Yeah yeah… I understand how Korean BBQs can be a wonderfully social meal between friends, but having multiple tables cooking away in that enclosed space is just too much. You leave dinner greasy-faced, with your clothes and hair stinking of meat smoke. Also, many of the meats on offer are marinated, in my books: marinated = not fresh. And the final icing on the cake is: why am I forking out money to cook my own damn food? Ha ha!
Hallah is about the only Korean BBQ place on that stretch that isn’t smoky, and the reason why is because, like Maedaya in Richmond, the BBQ section is in level 2 upstairs. So when I feel like having Korean and don’t feel like driving all the way to Carnegie for a meal at 7 & 7, I’d probably end up at Hallah’s downstairs. On a side note, looking at the restaurant signage, I’d always thought it was called “Wallah”.A catch up with Swells was long overdue since I’d returned from Singapore, so we met at this corner of the city and deliberated for a very short while before agreeing on Korean food. As we trundled down the “path of the kimchi”, I cringed at all the potentially smoky-looking places and yes, once again, entered Hallah. Ha ha! Yes yes, I know this is a very bad way to guide my palate, according to smokiness rather than food quality… but anyway.
The kimchi selection isn’t as lavish as what I’m used to at other places, but it’s still pretty satisfying. Love Korean kimchis!

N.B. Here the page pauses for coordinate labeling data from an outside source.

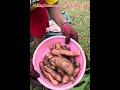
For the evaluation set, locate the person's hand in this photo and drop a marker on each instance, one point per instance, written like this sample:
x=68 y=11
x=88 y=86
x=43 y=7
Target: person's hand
x=33 y=73
x=68 y=31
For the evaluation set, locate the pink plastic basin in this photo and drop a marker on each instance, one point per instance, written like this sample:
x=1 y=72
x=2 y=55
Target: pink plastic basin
x=43 y=48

So this visit isn’t going to cover the hugely popular KFCs or BBQs of the Korean food world. Laudably, Swells and I went with the beef mushroom hotpot (2ppl) $28 instead. It’s funny, because I half expected having to cook the beef myself, sans BBQ smoke. But no, it appears Korean hotpots tends to have all the ingredients already in the pot. And you just let it all simmer under low heat and cook slowly as you pick away at all the delightful components hiding inside.
*Shiok… this hotpot was delicious!
*Shiok is commonly used in Malaysia & Singapore. It’s essentially used to convey a feeling of sheer pleasure and happiness. [source: urban dictionary]

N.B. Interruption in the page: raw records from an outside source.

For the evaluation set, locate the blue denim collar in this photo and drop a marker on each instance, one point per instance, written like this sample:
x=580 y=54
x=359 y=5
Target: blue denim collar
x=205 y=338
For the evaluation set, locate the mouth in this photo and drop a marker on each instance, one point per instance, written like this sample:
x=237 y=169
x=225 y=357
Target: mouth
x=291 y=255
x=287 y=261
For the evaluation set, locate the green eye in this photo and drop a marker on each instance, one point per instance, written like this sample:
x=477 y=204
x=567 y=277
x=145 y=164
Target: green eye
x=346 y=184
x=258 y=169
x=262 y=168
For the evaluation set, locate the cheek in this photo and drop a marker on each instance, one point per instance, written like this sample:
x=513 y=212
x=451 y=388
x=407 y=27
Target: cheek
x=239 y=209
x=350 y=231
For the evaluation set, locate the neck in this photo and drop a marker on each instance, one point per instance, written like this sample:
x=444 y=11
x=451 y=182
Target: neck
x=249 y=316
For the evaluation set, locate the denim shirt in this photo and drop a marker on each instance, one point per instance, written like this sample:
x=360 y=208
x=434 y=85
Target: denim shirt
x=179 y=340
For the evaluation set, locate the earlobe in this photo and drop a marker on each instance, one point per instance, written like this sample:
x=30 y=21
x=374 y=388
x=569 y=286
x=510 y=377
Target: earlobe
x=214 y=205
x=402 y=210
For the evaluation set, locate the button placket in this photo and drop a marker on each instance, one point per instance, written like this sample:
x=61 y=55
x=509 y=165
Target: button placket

The simmering broth was clean tasting and gently sweet with hints of Japanese konbu. Also, anything with so much vegetables and Asian mushrooms in it just makes me so so happy. Swells felt the same way, he also liked the beef pieces in the soup. My only complaint with the beef was how they came clumped on one side of the pot and you had to free them out yourself.
Interestingly, the (assumedly) sweet potato noodle did not go mushy or soggy even as the pot continued simmering over an hour or so. I didn’t touch the accompany bowl of rice that came with the hotpot, the noodles were good enough to satisfy. I also liked how the broth didn’t start off over-seasoned, I can’t stand hotpot broths that’s overloaded with salt and MSG because it gets even worse as the soup evaporates. This was a really pleasant, slow-paced meal with good conversation.

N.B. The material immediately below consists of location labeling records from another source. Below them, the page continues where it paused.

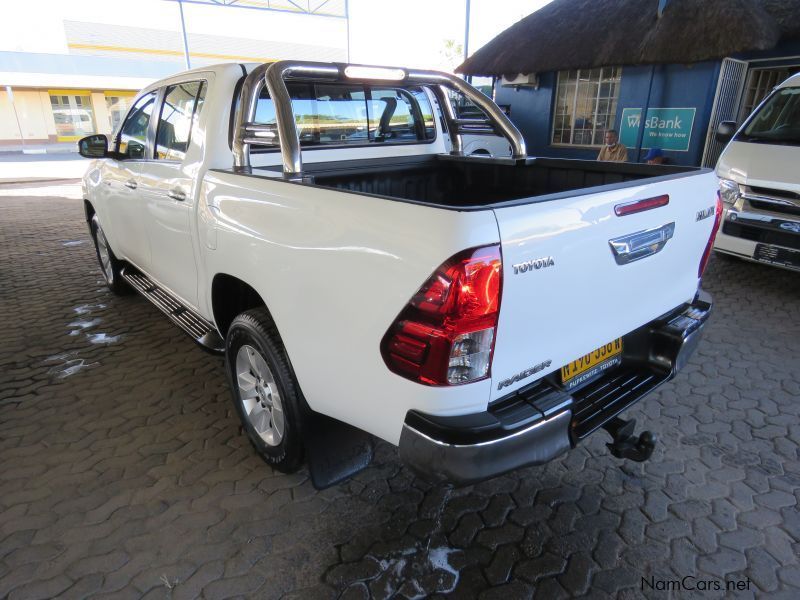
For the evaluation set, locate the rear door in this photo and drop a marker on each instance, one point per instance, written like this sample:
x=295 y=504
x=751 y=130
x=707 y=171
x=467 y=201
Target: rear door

We had a kimchi pancake $10 to go with our pleasure-pot of conviviality. It arrived typically oily and heavyish, reminiscent of Japanese okonomiyaki. I’m usually not too fond of these types of pancakes, but having the kimchi version was a great choice, because it helped counterpoint the cleansing nature of our hotpot. So in this situation, I liked it!
Service was on the disengaged and perfunctory side, typical of many Asian joints. After I waved them over to take our dessert order, the guy just took away the hotpot set-up, and left the rest behind. Ugh… eating dessert with all that finished clutter. Tsk… but I guess at such reasonable-ish prices, you can’t ask for the world. You can only hope for a little bit more attentiveness.
There was quite a wait before the green tea hodduk (Korean pancakes) and black sesame ice cream $8 arrived. It was quite a dense, tall and slightly savoury pancake, with what looked and tasted like dried figs as its filling. When eaten with the ice cream, it was not bad. The ice cream sat on a water cracker… odd, lol. Interesting dessert… no clue as to its authenticity, but I’m glad I tried it.
So yes, here’s the ‘civilised’, non-smoky downstairs section of Hallah. I’m in no hurry to try Korean BBQs or Korean fried chickens in the near future, but after my heartwarming pork-spine soup experience at Mr Lee and today’s meal at Hallah, I’m keen to try more Korean-style hotpots.